Pero peor aun han sido las reacciones oficiales ante tan trágica actualidad.

La primera ocurrencia de un portavoz gubernamental, achacándole a los accidentes en trayecto hacia el trabajo el mayor índice de siniestralidad español respecto al resto de Europa, no pudo ser más desacertada, porque es la legislación laboral y no un criterio estadístico la que considera dichos accidentes como laborales. Y también fue muy desafortunada porque las últimas muertes se acababan de producir en los puestos de trabajo, dos en una planta química de Mollet del Vallés y otra en una subcontrata de Fecsa Endesa en Tossa de Mar, en los dos casos en Cataluña.

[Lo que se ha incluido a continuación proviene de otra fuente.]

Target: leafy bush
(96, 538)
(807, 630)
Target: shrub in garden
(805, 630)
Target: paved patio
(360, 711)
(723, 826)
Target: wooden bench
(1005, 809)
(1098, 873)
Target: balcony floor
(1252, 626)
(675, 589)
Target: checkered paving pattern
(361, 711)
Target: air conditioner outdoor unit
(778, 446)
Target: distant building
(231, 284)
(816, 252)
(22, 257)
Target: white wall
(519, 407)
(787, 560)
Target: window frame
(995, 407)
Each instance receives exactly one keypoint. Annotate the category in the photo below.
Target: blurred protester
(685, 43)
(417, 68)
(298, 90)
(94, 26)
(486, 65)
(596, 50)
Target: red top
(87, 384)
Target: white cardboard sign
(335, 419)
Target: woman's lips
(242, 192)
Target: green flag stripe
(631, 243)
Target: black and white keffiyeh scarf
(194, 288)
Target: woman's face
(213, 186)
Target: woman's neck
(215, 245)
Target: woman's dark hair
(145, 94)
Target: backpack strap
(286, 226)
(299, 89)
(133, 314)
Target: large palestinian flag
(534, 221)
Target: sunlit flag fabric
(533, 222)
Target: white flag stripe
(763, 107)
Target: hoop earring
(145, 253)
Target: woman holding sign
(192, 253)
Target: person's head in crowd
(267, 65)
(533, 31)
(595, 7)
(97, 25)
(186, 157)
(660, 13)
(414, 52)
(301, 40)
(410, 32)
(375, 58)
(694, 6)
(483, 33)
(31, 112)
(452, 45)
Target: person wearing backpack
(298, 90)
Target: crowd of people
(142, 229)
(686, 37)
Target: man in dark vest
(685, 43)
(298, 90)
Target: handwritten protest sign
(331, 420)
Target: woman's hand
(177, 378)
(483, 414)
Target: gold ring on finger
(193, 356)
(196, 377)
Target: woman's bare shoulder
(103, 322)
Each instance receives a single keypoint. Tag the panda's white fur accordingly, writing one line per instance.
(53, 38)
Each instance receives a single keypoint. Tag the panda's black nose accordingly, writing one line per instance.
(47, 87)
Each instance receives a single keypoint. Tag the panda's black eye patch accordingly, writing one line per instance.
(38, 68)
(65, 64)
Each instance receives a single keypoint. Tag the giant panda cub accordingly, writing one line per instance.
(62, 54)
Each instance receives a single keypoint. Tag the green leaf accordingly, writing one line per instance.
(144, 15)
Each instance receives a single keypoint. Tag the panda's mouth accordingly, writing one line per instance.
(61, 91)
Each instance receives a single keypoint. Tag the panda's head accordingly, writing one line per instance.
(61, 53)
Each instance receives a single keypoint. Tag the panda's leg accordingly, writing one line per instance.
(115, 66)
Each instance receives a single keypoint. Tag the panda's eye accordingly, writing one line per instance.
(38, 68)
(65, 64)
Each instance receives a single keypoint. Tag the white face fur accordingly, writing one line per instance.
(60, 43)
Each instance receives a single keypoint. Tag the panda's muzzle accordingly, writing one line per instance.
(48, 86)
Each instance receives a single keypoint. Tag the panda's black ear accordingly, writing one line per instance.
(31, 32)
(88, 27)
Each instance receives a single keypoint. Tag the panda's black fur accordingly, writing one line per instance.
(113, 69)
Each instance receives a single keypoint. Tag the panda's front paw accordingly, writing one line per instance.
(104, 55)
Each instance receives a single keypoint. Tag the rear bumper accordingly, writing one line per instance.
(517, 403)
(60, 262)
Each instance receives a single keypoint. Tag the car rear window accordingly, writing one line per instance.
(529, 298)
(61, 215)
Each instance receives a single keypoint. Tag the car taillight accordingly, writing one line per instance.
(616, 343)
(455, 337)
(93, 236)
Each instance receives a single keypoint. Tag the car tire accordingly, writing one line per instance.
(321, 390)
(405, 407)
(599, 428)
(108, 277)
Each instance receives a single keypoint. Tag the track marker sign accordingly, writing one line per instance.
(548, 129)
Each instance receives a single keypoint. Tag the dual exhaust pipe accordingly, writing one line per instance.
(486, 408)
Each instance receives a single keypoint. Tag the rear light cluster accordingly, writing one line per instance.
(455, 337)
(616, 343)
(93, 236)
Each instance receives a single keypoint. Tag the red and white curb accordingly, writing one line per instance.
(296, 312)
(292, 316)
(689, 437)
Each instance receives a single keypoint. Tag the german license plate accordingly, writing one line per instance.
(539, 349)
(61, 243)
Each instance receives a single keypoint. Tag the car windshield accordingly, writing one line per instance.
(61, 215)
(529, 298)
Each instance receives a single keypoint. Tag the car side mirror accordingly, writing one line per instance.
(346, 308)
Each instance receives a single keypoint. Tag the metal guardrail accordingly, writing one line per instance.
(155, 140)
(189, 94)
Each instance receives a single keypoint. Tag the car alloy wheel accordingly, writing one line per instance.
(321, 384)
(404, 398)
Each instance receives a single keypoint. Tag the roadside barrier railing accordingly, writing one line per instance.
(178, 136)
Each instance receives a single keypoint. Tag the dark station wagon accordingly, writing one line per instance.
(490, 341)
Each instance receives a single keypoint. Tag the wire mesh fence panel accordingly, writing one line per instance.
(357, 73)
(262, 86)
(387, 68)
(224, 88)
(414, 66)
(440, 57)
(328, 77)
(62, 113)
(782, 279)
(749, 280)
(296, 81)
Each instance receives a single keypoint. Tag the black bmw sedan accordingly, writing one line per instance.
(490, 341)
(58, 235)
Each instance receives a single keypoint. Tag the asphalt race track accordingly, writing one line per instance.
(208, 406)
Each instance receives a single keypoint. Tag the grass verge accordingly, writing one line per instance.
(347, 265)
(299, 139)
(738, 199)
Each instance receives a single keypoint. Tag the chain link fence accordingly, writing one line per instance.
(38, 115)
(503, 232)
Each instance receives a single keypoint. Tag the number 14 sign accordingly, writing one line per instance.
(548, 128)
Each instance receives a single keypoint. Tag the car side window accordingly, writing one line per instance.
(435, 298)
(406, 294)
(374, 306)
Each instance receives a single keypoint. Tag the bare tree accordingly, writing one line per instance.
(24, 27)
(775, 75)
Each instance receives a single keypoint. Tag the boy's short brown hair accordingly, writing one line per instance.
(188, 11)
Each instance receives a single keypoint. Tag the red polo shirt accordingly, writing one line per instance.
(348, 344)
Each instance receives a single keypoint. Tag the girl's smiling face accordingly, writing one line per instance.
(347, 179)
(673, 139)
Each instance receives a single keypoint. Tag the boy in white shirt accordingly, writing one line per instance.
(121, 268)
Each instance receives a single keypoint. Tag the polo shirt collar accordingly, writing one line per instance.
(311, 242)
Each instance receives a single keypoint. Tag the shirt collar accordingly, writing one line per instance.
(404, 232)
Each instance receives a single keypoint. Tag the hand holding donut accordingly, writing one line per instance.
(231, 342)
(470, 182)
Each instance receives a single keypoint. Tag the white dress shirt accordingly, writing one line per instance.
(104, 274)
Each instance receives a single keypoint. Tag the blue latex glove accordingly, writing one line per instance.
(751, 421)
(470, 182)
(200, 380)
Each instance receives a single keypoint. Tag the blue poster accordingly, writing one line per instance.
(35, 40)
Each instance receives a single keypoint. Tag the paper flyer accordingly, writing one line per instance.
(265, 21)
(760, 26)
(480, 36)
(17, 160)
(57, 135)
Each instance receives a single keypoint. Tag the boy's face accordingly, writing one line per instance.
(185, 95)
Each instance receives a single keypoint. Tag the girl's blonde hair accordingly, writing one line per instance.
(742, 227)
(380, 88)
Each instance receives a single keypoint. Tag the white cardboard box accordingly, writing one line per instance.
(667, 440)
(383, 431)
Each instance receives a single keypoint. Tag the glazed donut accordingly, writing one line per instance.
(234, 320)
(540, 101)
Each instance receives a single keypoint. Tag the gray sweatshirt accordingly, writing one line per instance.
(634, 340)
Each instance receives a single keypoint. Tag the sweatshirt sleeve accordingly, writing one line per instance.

Más incalificable ha sido la respuesta del presidente de la patronal catalana Foment del Treball, quien en lugar de fomentar una mayor cultura preventiva y la inversión en medidas de seguridad entre los empresarios (dado que se incumple la Ley de Prevención en más del 50% de las empresas, catalanas y españolas en general), les ha facilitado una coartada echando toda la responsabilidad de los accidentes sobre los trabajadores porque según él 'son los que bajan la guardia en seguridad laboral'.

El último en salir a la palestra ha sido quien debería haber sido el primero en hacerlo, el nuevo ministro de Trabajo.

Con más tablas políticas pero con menos conocimiento del asunto por su todavía reciente aterrizaje en el terreno sociolaboral, ha sugerido la aprobación de 'nuevas medidas para frenar la siniestralidad laboral', pero sin concretar ninguna.

Puede ahorrarse el ministro su esfuerzo imaginativo. Más urgente es emplear todas las fuerzas y responsabilidades en lograr el cumplimiento de las medidas vigentes, desde la Ley de Prevención de Riesgos Laborales hasta las contenidas en el informe Durán.